Shades of Justice by Paul Krehbiel (Autumn Leaf Press). A labor activist who has been a blue-collar worker and union staffer gives some of the flavor of the 1960s through a personal memoir of his involvement in the movement against the war in Vietnam.
The Forest Lover by Susan Vreeland (Viking, 2004). This historical novel brings alive the inner life of Emily Carr, an artist best known for her paintings inspired by native totem poles and villages in British Columbia at the beginning of the 1900s. At a time when most of white society was focused on obliterating native culture, Carr struggled to develop a painting style that would do justice to the artistic genius she found in native carvings.

Too Much is an exceptionally useful site that provides facts, analysis, and links regarding the wealth gap, corporate greed, and policy options to promote fairness and democracy.
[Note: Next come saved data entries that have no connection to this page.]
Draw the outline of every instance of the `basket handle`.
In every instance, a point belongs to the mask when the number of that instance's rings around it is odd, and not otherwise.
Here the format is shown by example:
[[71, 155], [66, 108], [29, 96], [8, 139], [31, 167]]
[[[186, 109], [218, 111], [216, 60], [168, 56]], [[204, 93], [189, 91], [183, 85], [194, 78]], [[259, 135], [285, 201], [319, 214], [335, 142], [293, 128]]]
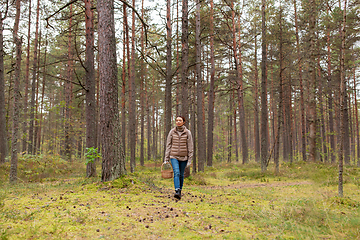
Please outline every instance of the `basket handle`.
[[[163, 162], [163, 163], [161, 164], [161, 171], [162, 171], [162, 169], [163, 169], [164, 164], [170, 164], [170, 163], [169, 163], [169, 162], [168, 162], [168, 163]], [[171, 164], [170, 164], [170, 165], [171, 165]]]

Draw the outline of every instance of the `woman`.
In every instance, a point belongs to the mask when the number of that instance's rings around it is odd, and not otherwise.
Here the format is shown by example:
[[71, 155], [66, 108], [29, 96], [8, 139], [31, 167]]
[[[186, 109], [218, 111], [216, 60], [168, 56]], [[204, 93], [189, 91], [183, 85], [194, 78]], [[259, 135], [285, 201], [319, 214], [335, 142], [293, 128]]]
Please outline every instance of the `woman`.
[[177, 116], [176, 127], [170, 130], [166, 140], [166, 151], [164, 163], [169, 163], [174, 172], [175, 195], [177, 199], [181, 199], [181, 189], [184, 182], [185, 168], [191, 165], [193, 157], [193, 140], [191, 132], [185, 127], [185, 118]]

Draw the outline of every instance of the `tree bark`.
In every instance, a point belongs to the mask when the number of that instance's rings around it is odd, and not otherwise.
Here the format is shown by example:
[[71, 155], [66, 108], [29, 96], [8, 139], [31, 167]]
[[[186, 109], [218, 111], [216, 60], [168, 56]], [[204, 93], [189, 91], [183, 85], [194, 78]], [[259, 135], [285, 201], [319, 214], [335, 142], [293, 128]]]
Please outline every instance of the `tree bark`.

See, for example, recent posts on the willingness of British politicians to directly challenge the class divide and on the roots of the current economic crisis in the Reagan years.
Working Films matches and advises independent filmmakers and grassroots organizations and helps them work together.

River of Time by Jorma Kaukonen (Red House). This tap-your-feet, feel-good collection by a former member of Jefferson Airplane fuses folk, bluegrass, blues, and country music to brighten up any rainy day.